Baseball & Softball drill · Communication
Relay and Cutoff Communication
The relay is where arms, feet, and voices have to work together. Teams that practice it stop giving up the extra base that decides close games.
Why this drill works
The relay is baseball’s team play: a ball too far for one throw becomes two good throws and a called target, and every runner held or thrown out by a relay is a victory of organization over distance. Drilling it builds the three pieces games demand, the cutoff’s hands-up target and loud voice, the outfielder’s throw to the glove side, and the quick transfer-and-turn, while teaching the deeper lesson that talking is a baseball skill with a scoreboard.
How to coach it
Coach the cutoff player’s presence first, hands high, voice loud, HIT ME, because a visible target fixes half of all relay problems by itself. Grade the outfielder’s throw by where it arrives, glove side and chest high, and the middle player’s turn by its speed. Race lines against each other once mechanics hold, since relays are ultimately about time, and let teams feel a clean relay beat a single heroic heave in a fair race.
- Ages
- 9–14
- Skill levels
- developing, intermediate
- Players
- 6–15 (ideal 9)
- Time
- 14 min
- Setting
- outdoor
- Space
- 60-90 yards of open grass per relay line
Equipment
- 2-3 balls per line
- 1 glove per player
- 1 base or cone per line
Setup
Make lines of three: an outfielder deep, a relay player in the middle, and a base player at a base or cone. Space the gaps so each throw is comfortable for the age group.
How to run it
- The outfielder starts with the ball, simulates a pickup off the grass, and hits the relay player.

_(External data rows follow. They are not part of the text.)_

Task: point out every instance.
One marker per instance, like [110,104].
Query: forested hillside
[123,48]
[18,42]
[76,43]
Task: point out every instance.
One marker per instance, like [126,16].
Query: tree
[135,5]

- The relay shows two hands high, shouting HIT ME, HIT ME, catches over the glove shoulder, and pivots glove-side to throw to the base.
- The base player calls the relay's decision early: RELAY, RELAY or CUT, HOLD.
- On CUT, HOLD, the relay catches and holds; on RELAY, the ball goes through.
- Race format: first line to complete three clean relays wins, then rotate positions.
What success looks like
Relays are moving toward the target as they catch, pivots are one smooth glove-side turn, and every rep has loud calls from both the relay and the base.
Coaching cues
- "Hands up, be loud"
- "Catch moving, pivot glove-side"
- "Listen for the call"
- "Hit the cutoff chest-high"
Common mistakes
- Relay standing flat and spinning the wrong way; walk the glove-side pivot slowly first.
- Outfielders airmailing over the relay; the relay's raised hands are the target, always.
- Silent reps; if the relay cannot hear a call, the play does not count.
Make it easier or harder
Easier: Shorten all gaps, roll the start to the outfielder gently, and skip the CUT call until relays are smooth.
Harder: Start with a real fungo or thrown deep ball, add a runner circling bases to beat, or add a fourth player as a trailing backup relay.
Adapt it to your team
Small roster: Six players make two lines of three; the race format keeps both honest.
Large roster: One line per three players, all relaying in the same direction with lateral spacing between lines.
Limited space: Compress to gym length with soft balls: the pivot and the calls are the skill, not the distance.
Limited equipment: Cones for bases and one ball per line; rotate so everyone plays the middle.
Safety
Long throws with players between them demand lane discipline: lines stay parallel, nobody crosses a lane, and overthrows are chased only after the rep ends. See the safety page for general guidance.